NARAS has done some excellent things in their programs to help artists both in business and in the much needed health care issues that plague our industry. On the grassroots level, there are those with websites who are trying to service artist’s needs without charging an arm and a leg, Tonos, to name one, Muse’s Muse, and the others that I list on my website under “Cool Resources.” Those are my heroes.
[Sounni de Fontenay] So where can we expect Moses Avalon to be in the next few years? What issues will you be tackling on? What entrenched interests will you be battling?
[Moses Avalon] All-in-all, it’s a great time to be in the music business if you’re an newcomer. And since I help mostly newcomers, it’s a great time for me. Fortunately, the record industry provides me with endless fodder for content. LOL. Seriously, I’m seeing some of my goals come to fruition.

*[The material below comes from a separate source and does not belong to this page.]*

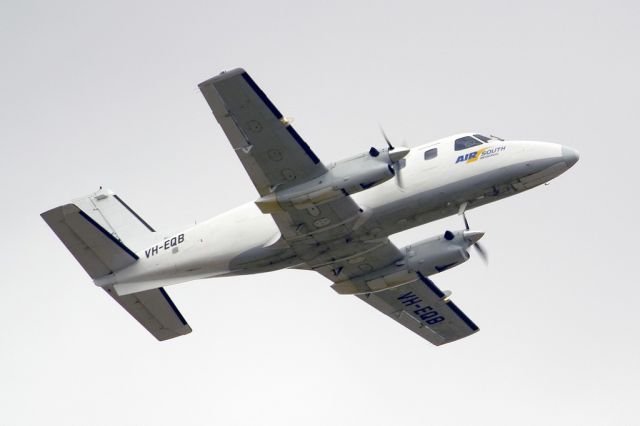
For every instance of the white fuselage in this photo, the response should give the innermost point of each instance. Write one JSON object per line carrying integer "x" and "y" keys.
{"x": 425, "y": 190}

These hearings on accounting practices and other things like that are the stuff that activists dreams are made of and tell me that my work for this lifetime is almost complete. I’ve been asked to help out with some fairly high profile situations lately; government stuff, major label mediation and creating some education programs for institutions. That seems to be the realm that I’m headed towards.
I’ll always have the consultation business for artists, but I’d like to expand and try to effect change on some higher levels as well. Right now, my company is working on alliances that will help get more royalties to artists that are signed and create health and benefit programs for all on the creative side of the business. Everyday I get to help someone get a step closer to their dream. And that’s a great job to have.